After this, he entered the Ashgabat Accounting and Finance College for the Department of Planning and Accounting. He actively participated in public life, being elected as a delegate to the Republican Student Conference. After graduating from college with honours, he worked in the financial authorities of Kerki, Tashauz, Bäherden, Geoktepe, Ashgabat. In 1937, he married Gurbansoltan Eje, after which they moved to Ashgabat, where they bought a small house. Three sons appeared in the family: Niyazmurat (1938–1948), Saparmurat (1940–2006) and Muhammetmyrat (1942–1948).

==Death==
In August 1941, he volunteered to go to the front during World War II as part of the 535th Rifle Regiment of the 127th Rifle Division, later to become the 2nd Guards Rifle Division. He was killed on 24 December 1942 during the Battle of the Caucasus in which German forces tried to invade the USSR through the Caucasus. He was killed near an Ossetian village after being surrounded by the enemy and was shot by troops of the German Wehrmacht. He was buried in a mass grave in the village of Haznidon in North Ossetia. According to the fragmentary information from surviving soldiers, the unit in which he served was surrounded, with the soldiers engaging in a long night raid. In 2004, the soil from the grave was moved to his hometown of Kipchak. His wife, two of his sons, and other members of his family were killed in the 1948 Ashgabat earthquake six years later that caused extreme damage to the city. He was part of the cult of personality of his surviving son later.

==Honours==
Several places and institutions were named after Nyýazow as well as honour him:
- In 2000, he and other veterans were posthumously made Heroes of Turkmenistan. Just 6 years prior, he was awarded the honorary title of Hero of Turkmenistan.
- He was also made a recipient of the Ukrainian Order of Prince Yaroslav the Wise.
- 2004 was declared by the Assembly of Turkmenistan to be the "Year of Atamyrat Nyýazow".
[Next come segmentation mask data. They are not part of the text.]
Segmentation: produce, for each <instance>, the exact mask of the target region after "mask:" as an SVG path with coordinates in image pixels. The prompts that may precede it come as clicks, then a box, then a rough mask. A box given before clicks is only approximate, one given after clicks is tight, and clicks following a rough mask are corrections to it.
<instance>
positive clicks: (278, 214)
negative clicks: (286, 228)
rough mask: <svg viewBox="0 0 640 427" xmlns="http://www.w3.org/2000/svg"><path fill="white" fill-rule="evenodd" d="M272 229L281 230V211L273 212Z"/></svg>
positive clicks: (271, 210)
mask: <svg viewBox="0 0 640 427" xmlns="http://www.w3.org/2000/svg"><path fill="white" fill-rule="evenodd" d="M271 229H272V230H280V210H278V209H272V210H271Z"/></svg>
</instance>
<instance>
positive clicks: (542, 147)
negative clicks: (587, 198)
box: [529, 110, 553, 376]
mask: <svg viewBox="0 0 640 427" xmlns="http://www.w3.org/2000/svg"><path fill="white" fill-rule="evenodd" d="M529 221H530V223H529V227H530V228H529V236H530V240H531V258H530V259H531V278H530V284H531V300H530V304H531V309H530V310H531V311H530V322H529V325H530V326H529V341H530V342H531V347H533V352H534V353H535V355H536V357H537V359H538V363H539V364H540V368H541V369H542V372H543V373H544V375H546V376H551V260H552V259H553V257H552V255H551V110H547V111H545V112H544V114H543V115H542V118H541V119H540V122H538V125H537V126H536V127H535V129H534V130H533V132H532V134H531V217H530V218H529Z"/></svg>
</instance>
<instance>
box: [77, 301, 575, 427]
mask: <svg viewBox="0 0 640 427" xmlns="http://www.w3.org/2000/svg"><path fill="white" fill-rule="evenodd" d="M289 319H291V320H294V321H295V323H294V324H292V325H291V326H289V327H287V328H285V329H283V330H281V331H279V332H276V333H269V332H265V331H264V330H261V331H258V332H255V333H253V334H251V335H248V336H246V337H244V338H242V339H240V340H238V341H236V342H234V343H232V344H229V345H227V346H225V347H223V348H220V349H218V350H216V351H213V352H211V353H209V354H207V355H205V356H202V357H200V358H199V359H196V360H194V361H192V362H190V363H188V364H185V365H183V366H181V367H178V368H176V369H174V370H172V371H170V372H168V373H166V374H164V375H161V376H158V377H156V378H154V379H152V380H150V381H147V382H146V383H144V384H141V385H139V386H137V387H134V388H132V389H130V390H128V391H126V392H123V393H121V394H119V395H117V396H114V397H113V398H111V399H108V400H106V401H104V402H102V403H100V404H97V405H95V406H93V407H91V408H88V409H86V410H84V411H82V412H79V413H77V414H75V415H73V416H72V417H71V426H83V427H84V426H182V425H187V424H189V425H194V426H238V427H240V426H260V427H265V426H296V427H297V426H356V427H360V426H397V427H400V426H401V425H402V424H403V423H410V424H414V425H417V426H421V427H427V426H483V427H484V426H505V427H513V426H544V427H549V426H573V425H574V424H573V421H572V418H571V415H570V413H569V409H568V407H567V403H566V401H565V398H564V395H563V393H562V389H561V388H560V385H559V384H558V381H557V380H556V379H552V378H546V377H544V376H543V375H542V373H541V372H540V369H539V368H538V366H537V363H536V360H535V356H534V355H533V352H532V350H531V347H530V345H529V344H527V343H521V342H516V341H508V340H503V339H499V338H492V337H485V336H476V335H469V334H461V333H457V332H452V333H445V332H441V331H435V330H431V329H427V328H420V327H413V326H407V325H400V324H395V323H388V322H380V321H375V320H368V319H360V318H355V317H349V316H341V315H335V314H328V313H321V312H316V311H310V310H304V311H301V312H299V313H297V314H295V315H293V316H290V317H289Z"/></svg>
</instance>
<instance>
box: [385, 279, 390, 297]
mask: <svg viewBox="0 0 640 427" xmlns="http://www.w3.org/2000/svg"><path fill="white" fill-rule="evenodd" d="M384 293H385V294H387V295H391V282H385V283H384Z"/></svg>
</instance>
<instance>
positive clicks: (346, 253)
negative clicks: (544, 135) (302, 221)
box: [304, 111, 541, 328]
- Atamyrat Nyýazow Avenue is located in the capital of Ashgabat and has buildings such as Halk Bank on it.
- Atamyrat was the former name given for the city of Kerki. In 1999, the city was renamed Atamyrat by president Nyýazow. In November 2017 the name was changed back to Kerki by president Gurbanguly Berdimuhamedow.
- A division of the Turkmen Ground Forces was renamed in 2004 after Nyýazow. Today the 22nd Motor Rifle Division "Atamyrat Niyazov" holds his name.
- A secondary school in the capital is named after him.